Instance Username: Enter the username of the ES instance. The default username of the Tencent Cloud ES instance is elastic and cannot be changed.
Instance Password: Enter the password of the ES instance.
4. Click Next to initiate connection validation. Upon successful validation, the connection is created. You can view the created connection in the connection list.
Creating a Data Synchronization Task
1. In the left sidebar, choose Connector > Task List. Select the region and click Create Task.
2. Set the basic task information in the task creation pop-up window.
Task Name: Enter a task name to distinguish different data synchronization tasks. It can only contain letters, digits, underscores (_), hyphens (-), and periods (.).
Description: Optional.
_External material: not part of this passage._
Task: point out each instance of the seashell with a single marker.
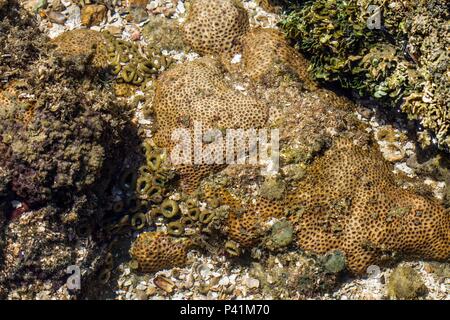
(164, 284)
Enter a task description, which cannot exceed 128 characters.
Task Type: Select Data Distribution.
Data Target Type: Select Elasticsearch Service.
3. Click Next to configure data source information.
Configuring a Data Source
1. On the Data Source Configuration page, configure the data source information.
|
Topic Type | Only CKafka instance topic are supported. |
CKafka Instance | Select the pre-configured data source CKafka instance from the drop-down list. |
Source Topic | Select the pre-configured data source topic from the drop-down list. If an ACL policy is configured for the data source instance, ensure that you have read/write permissions on the selected source topic. |
Start Offset | Configure the topic offset to set the processing policy for historical messages during the dump. Three methods are supported: Start consumption from the latest offset: the maximum offset. Consumption starts from the latest data (skipping historical messages). Start consumption from the start offset: the minimum offset. Consumption starts from the earliest data (processing all historical messages). Start consumption from the specified time point: Consumption starts from a user-defined point in time. |
2. After confirming that the information is correct, click Next to configure data processing rules.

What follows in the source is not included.